Контрастом двум последующим, архитектурно выверенным частям — хору «Вижу Севера столица» (Державин; Deciso е brioso) и арии тенора «Люблю тебя, Петра творенье» (Пушкин; Calmato) — оказывается хор «Желтый пар петербургской зимы» (Анненскии; Allegro росо), который завершается подлинно «леденящей», как определил ее сам композитор, оркестровой кодой, рисующей «просторную пустоту площадей»[248]
Санкт-Петербурга. В немом фильме Пудовкин визуализует звучание архитектуры переменой ракурсов чрезвычайно подвижной камеры. Дукельский же достигает этого в «Вижу Севера столица» и «Люблю тебя, Петра творенье» разнообразием ритмических ходов и движением от очень низких к очень высоким регистрам — некоторой, как и у его старшего друга Прокофьева, «пианистичностью» в подаче оркестра и живых голосов.Ария баритона «Глядел я, стоя над Невой» (Тютчев; Andantino con moto) и дуэт сопрано и тенора «Как радостна весна в апреле» (М. Кузмин; Allegro) служат лирической связкой с центральной частью оратории «Тот август как желтое пламя» (Ахматова; Pesante е risoluto), соответствующей сценам начала мировой войны в фильме. По жанру пассакалия, эта часть была построена Дукельским по тому же принципу, что и начало сцены в спальне графини в «Пиковой даме» Чайковского[249]

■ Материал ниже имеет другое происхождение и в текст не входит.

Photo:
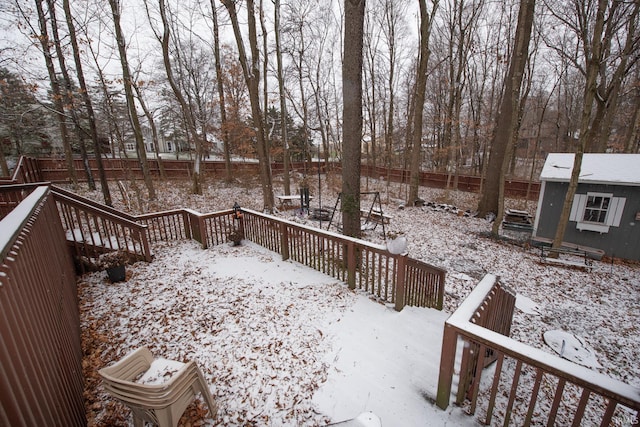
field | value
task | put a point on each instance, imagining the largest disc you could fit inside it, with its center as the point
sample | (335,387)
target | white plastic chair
(161,404)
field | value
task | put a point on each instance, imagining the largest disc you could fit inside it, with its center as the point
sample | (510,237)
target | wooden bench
(579,256)
(592,253)
(578,259)
(375,215)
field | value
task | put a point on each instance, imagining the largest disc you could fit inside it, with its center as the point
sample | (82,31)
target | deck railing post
(284,242)
(186,224)
(400,282)
(351,265)
(447,365)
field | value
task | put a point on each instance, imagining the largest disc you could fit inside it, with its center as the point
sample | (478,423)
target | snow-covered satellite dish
(571,347)
(397,245)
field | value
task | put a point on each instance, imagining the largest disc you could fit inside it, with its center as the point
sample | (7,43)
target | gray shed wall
(619,242)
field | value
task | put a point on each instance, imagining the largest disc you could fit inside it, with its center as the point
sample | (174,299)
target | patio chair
(161,404)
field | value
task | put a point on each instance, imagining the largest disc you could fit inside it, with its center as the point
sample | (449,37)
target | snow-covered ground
(281,344)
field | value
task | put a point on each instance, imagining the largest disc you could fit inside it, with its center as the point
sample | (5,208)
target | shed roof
(597,168)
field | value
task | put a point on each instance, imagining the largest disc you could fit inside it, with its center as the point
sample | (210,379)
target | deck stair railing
(93,229)
(535,387)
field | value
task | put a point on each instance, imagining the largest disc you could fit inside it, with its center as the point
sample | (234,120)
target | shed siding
(620,242)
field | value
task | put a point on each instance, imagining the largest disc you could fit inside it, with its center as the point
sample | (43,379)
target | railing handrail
(582,376)
(14,221)
(317,231)
(70,194)
(127,220)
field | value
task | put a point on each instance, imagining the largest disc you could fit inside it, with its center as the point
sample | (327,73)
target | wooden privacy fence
(550,384)
(55,170)
(40,349)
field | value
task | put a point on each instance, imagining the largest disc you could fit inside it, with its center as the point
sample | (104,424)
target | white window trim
(614,212)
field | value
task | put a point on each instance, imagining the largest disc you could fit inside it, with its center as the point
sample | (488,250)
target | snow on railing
(559,390)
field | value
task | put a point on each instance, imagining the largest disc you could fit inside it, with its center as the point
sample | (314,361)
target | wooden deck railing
(40,348)
(552,384)
(11,196)
(391,278)
(396,279)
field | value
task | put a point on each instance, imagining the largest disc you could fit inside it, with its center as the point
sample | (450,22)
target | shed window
(596,208)
(597,211)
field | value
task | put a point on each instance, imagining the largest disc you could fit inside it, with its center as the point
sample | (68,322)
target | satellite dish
(397,245)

, только фигура «сердцебиенья судьбы» у струнных заменена остинатным повтором мужской частью хора названия рокового месяца — «август». Это остинато, очевидно, и должно олицетворять пробуждение культурно периферийных сил, приходящих, как говорится в положенной на музыку балладе Ахматовой, с восточными ветрами с «приволжских степей».Первоначальное завершение оратории — «Ночь. Улица. Фонарь. Аптека» (Блок; Allegro moderato), солисты и хор — поражает безнадежностью и соответствует напряженному ожиданию последних предреволюционных дней в заключительной части фильма. Эпизод построен на контрасте между ритмодекламацией блоковских стихов о цикличности времени у мужской части хора, пением у женской части с «замкнутыми ртами» и шестнадцатыми у скрипок, на этот раз снова напоминающих о ритмической фигуре «сердцебиенья судьбы» из «Пиковой дамы». Цикличность оказывается разорванной: начало музыкальной транскрипции стихотворения ритмически не совпадает с концом. То же стонущее пение с замкнутыми ртами — хотя Дукельский мог об этом и не знать — использовал в первой части блоковской кантаты «В кумирню золотого сна» (1919) Лурье[250]

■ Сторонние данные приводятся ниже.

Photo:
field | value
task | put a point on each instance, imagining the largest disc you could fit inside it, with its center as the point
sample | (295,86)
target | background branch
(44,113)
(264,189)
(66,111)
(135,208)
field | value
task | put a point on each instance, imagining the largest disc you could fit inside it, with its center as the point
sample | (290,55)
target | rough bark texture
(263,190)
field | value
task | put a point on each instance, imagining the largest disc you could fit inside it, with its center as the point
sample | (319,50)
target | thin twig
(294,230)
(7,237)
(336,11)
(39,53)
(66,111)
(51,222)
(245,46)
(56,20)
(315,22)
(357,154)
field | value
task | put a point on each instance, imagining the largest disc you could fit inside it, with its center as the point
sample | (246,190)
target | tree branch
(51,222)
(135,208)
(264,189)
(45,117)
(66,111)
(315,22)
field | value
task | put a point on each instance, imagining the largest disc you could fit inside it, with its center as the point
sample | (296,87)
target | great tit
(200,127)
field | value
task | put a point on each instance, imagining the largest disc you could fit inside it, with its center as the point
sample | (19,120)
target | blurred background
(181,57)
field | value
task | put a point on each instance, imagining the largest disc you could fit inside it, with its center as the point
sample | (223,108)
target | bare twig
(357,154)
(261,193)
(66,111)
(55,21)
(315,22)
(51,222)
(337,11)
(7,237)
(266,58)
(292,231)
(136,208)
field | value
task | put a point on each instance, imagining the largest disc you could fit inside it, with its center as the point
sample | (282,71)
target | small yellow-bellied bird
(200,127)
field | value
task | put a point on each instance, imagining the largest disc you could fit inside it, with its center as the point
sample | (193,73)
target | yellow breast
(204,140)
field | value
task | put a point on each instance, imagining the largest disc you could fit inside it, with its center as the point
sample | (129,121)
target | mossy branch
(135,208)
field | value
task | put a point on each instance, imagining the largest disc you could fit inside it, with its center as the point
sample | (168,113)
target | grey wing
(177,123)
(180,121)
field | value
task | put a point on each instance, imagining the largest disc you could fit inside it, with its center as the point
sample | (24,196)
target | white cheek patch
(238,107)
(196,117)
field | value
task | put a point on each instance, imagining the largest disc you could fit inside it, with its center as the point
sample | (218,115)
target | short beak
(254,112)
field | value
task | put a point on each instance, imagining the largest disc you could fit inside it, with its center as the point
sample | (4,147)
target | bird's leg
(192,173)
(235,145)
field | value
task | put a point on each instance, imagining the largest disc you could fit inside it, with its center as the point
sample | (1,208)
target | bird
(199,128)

. Хотя о реакции Блока мы ничего не знаем, на жену поэта, присутствовавшую на премьере кантаты (в мае 1920), такое решение произвело очень сильное впечатление[251]. Интересно и то, что вслед за ораторией Дукельского крещендо хора, поющего с закрытыми ртами, использовал в музыке к сцене убийства князя Владимира Старицкого во второй серии «Ивана Грозного» Сергей Прокофьев. Первая редакция оратории Дукельского завершалась погружением Санкт-Петербурга во мрак исторического небытия; трагедия, как и положено, вела к гибели главного героя, но на сцене оставался ошеломленный хор. Цитата же из Чайковского служила напоминанием об историософском измерении оратории.Во время очередного приезда Прокофьева в США зимой 1937 г. Дукельский, всегда делившийся с ним своими планами, обсуждал и судьбу любимого детища. Прокофьев — явно с надеждой на возможное исполнение в СССР — предложил дописать к оратории новое окончание, выбрав текст кого-нибудь из более оптимистических поэтов. Дукельский остановился на оде «Мой май» (1922) Маяковского, которого Сталин уже успел объявить «лучшим, талантливейшим поэтом нашей советской эпохи»[252]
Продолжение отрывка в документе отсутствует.